In the short-term reservoir, carbon is stored in the atmosphere, oceans and biosphere with the ocean containing the largest amount of carbon. It takes months to centuries to recycle carbon dioxide through the short-term reservoir. The ocean is the primary regulator of atmospheric carbon dioxide in the short-term reservoir because atmospheric and ocean carbon dioxide are in chemical equilibrium. If there is an increase in atmospheric carbon dioxide there is a corresponding increase in oceanic carbon dioxide and vice versa. There are two main ways in the short-term reservoir that carbon dioxide is removed from the atmosphere and enters the ocean.
In the first mechanism, atmospheric carbon dioxide enters the ocean by the growth and death of plants, animals and microbes. Secondly, atmospheric carbon dioxide is dissolved in the ocean which helps maintain a stable pH for life.
In the carbon cycle, carbon dioxide is removed from the atmosphere and converted to fossil fuels and rocks which are components of the long-term reservoir. Eventually the carbon dioxide in the long-term reservoir enters the ocean and atmosphere and becomes part of the short-term reservoir through volcanic eruptions and melting of rocks.
The crux of our current dilemma is that the drilling of oil and the mining of coal and their use as an energy source has disrupted the natural balance between the long-term and short-term reservoirs. When we burn fossil fuels, over half of the carbon dioxide enters the ocean and the rest stays in the atmosphere1. This disrupts the long term carbon balance because carbon dioxide can’t be transferred from the atmosphere back into the long-term reservoir fast enough. It is estimated that it will take up to hundreds of thousands of years to remove this excess carbon dioxide from the atmosphere1.
What has been the effect of disrupting this natural balance? Preindustrial revolution levels of carbon dioxide were 285 ppm. But, in 2006 the level was 385 ppm2and it is currently increasing by 2 ppm per year3! The 2006 level of atmospheric carbon dioxide is substantially higher than any time in the past 800,000 years3! Over the past 100 years, global temperature has increased 1.8o F4. In recent decades the increase in global temperature per decade is much faster than in earlier decades of the 20th Century. In the past three decades the temperature has increased 1.4o F4! The first eight months of 2010 matched 1998 as the hottest January to August period on record5! Some people believe that the disruption of this natural carbon balance could lead to a “runaway greenhouse” in which so much carbon dioxide accumulates in the atmosphere as to create a global temperature unable to support life.

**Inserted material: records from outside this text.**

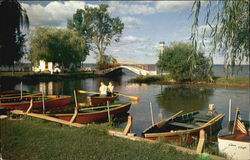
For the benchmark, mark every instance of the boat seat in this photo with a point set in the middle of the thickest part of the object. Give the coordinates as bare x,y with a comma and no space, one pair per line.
184,125
201,120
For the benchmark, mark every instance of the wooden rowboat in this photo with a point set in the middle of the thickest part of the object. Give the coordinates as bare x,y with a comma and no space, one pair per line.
185,127
93,113
49,101
18,98
97,99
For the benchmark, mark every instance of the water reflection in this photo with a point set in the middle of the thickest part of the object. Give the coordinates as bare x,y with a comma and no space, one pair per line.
175,98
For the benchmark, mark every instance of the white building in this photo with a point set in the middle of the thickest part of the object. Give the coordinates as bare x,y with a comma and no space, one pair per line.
44,66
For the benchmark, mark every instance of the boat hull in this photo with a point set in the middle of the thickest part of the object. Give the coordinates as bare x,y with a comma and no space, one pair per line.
188,135
51,102
96,99
234,149
85,118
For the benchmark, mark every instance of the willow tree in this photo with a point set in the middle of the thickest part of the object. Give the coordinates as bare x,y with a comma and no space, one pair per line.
62,46
229,30
12,18
177,59
97,25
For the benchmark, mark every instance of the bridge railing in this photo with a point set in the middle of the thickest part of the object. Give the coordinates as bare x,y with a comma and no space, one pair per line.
141,66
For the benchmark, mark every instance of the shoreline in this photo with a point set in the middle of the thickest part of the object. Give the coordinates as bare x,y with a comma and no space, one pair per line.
218,81
156,79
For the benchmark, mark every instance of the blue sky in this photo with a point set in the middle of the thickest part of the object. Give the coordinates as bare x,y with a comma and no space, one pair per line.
146,24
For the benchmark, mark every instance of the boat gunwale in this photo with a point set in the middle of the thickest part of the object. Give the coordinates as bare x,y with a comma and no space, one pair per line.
103,97
89,113
214,120
50,99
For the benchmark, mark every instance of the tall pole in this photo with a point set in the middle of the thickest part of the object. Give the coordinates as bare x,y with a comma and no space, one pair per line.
229,110
75,98
108,111
43,102
152,115
21,90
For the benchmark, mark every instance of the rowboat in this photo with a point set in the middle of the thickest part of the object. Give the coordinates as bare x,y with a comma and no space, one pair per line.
185,128
93,113
49,101
97,99
18,97
235,143
13,93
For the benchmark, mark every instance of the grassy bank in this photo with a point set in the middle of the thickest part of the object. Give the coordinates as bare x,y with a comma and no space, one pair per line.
158,79
40,140
32,76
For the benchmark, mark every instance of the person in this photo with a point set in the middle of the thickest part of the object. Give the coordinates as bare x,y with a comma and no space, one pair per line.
103,89
110,89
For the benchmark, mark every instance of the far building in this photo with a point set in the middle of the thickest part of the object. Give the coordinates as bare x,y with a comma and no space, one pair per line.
44,66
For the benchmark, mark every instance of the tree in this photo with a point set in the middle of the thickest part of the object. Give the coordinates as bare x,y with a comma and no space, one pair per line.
12,18
62,46
177,60
229,24
98,27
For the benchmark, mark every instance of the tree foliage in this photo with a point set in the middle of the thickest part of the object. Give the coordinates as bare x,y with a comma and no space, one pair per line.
63,46
12,18
177,60
96,24
229,24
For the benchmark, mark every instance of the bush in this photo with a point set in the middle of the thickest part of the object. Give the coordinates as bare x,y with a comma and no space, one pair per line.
184,63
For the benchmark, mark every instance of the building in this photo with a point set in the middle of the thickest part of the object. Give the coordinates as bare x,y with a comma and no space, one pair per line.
44,66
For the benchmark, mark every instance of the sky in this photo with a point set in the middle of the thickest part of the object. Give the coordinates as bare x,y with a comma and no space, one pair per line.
146,24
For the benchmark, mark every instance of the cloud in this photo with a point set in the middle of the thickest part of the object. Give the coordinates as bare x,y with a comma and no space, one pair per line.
130,9
54,13
129,39
131,22
172,6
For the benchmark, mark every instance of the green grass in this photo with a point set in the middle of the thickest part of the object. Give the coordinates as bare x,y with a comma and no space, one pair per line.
33,139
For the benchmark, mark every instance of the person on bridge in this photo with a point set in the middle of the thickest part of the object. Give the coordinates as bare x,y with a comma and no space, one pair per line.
103,89
110,89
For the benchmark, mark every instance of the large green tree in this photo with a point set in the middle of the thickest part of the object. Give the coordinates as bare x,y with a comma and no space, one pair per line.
177,60
12,18
229,29
96,24
62,46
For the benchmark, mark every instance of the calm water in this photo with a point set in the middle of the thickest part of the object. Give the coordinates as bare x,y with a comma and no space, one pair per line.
166,99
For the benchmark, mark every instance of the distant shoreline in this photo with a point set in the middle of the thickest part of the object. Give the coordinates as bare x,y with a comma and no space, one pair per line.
218,81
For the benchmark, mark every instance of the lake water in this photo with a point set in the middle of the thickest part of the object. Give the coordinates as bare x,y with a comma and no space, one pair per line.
166,99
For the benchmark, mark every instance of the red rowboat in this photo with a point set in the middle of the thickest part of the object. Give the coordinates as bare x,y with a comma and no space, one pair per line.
93,113
97,99
50,101
17,98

There are several natural feedback factors that will amplify a “runaway greenhouse” and increase the probability that the planet will reach a tipping point where the current gradual global temperature increase will be replaced by an abrupt and significant increase in global temperature. My next posting will address some of the feedback factors.
NOTES
- C. Hamilton, Requiem for a Species: Why We Resist the Truth About Climate Change,(2010) pp 8-9. Earthscan
- D. Keeling and T. Wharf, Scripps Institute of Oceanography, La Jolla California, http://scrippsCO2.ucsd.edu; After Climate Change, 1994. Intergovernmental Panel on Climate Change, Cambridge: Cambridge University Press.
- U. Siegenthaler, et al,2005, Science, 310, 1313-1317.; D. Luthi, et al, 2008, Nature, 453, 379-383.
- P. Brohan, J. Kennedy, I. Harris, S. Tett and P.Jones. “Uncertainty Estimates in Regional and Global Observed Temperature Changes: A New Data Set from 1850,” Journal of Geophyscial Research 111, 2006, doi: 10.1029/2005jdoo6548.